Though Bartimaeus was blind, he called out to Jesus, believing Jesus could heal him right away. That’s faith!

Helen Keller was asked once, “Isn’t it terrible to be blind?”

          She responded, “Better to be blind and see with your heart than to have two good eyes and see nothing.”

          Too many people can see physically but are blind spiritually. Spiritual blindness is the condition in which a person cannot understand, perceive, grasp or comprehend spiritual truth.

Satan often keeps people in the dark. 2 Corinthians 4:4 reads, “The god of this age has blinded the minds of unbelievers, so they cannot see the light of the gospel of the glory of Christ . . .”
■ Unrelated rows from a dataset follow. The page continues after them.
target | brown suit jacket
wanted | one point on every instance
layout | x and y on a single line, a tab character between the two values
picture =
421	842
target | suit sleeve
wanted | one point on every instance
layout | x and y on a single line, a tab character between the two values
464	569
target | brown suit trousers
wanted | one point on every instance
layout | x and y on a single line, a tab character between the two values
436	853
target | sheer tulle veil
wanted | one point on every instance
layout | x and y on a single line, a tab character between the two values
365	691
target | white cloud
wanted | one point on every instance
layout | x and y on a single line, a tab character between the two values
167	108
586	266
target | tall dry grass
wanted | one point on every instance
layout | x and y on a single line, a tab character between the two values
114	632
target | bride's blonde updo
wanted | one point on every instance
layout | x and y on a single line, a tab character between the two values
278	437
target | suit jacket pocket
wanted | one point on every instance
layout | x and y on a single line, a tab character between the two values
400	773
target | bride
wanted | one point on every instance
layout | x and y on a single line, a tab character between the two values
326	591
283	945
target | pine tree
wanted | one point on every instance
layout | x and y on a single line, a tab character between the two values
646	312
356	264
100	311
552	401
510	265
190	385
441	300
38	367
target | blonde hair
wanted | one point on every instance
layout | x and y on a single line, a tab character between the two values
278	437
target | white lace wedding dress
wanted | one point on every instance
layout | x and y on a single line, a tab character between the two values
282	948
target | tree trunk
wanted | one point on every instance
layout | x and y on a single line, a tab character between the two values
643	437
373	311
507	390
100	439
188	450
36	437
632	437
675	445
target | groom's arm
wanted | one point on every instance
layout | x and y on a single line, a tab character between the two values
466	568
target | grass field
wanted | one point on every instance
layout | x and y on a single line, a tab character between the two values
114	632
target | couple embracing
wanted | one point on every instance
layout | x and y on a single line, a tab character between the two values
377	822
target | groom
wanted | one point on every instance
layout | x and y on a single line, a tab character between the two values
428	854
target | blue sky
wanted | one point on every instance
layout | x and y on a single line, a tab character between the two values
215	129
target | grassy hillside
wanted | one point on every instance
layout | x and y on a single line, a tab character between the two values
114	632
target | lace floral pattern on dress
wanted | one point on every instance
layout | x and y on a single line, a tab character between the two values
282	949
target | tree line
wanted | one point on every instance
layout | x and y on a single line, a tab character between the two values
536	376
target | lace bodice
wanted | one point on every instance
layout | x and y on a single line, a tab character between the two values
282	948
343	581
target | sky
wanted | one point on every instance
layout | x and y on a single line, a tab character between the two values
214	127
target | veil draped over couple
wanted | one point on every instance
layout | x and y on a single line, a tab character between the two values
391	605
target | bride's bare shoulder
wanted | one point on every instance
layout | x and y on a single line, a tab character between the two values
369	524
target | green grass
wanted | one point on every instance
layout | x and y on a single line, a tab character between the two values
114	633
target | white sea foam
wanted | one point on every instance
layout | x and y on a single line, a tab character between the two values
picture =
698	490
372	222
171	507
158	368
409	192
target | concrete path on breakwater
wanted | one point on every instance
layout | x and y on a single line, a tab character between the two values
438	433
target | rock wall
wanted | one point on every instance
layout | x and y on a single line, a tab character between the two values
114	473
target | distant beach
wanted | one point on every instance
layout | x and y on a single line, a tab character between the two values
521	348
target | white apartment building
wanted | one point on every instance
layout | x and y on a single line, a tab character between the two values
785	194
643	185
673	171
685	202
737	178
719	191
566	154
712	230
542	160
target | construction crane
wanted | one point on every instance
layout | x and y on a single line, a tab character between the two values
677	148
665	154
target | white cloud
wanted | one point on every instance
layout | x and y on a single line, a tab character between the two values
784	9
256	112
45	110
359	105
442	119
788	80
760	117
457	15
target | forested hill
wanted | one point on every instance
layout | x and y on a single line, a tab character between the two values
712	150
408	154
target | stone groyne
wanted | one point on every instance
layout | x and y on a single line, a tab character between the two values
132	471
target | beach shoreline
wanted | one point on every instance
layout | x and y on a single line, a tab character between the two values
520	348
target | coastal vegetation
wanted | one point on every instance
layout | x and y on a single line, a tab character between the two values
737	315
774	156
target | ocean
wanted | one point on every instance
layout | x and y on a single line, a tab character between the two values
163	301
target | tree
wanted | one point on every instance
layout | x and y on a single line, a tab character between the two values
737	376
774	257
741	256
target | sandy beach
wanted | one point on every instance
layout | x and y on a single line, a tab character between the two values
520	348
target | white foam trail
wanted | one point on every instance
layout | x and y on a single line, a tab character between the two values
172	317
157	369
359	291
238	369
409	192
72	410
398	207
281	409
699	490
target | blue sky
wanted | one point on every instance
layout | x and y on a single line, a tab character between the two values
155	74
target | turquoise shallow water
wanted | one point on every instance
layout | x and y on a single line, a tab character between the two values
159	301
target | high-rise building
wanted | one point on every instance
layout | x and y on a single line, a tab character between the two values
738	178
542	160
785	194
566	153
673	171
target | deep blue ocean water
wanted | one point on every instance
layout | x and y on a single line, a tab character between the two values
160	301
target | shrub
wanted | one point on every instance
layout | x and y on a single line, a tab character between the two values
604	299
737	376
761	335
Satan keeps people from coming to Christ or hinders believers from growing in Christ by blinding them to the truth of God. Yet, when they turn to Christ, Jesus can help them see through spiritual eyes.

          Bartimaeus requested sight. Immediately, Jesus gave Bartimaeus sight and he followed Jesus.

          Bartimaeus not only sensed his need, he seized this opportunity (Jesus possibly passed this way only once and he had to seize the moment).

He also persevered and overcame the major hindrance of bystanders attempting to silence him. Isn’t it sad that sometimes well-meaning people keep people from coming to Jesus? They saw Bartimaeus as a nuisance and discouraged him.

          Yet, verse 48 records that Bartimaeus cried out even more. Bartimaeus was determined to get Jesus’ attention. He was truly seeking Jesus.

          Jesus asked, “What do you want me to do for you?” The answer was obvious, but Jesus wanted to hear Bartimaeus ask for sight. His asking expressed faith and demonstrated confidence that Jesus had the power to heal.

          Jesus said, “Go your way; your faith has made you well, or, literally, “saved you.” Faith always sees what the human eye cannot see.

          That’s why Paul wrote, “For we walk by faith, and not by sight” (2 Corinthians 5:7)

          Do you see God at work, or are you spiritually blind and spiritually dense? Lord, help us to see with eyes of faith and have the ability to grasp spiritual truth.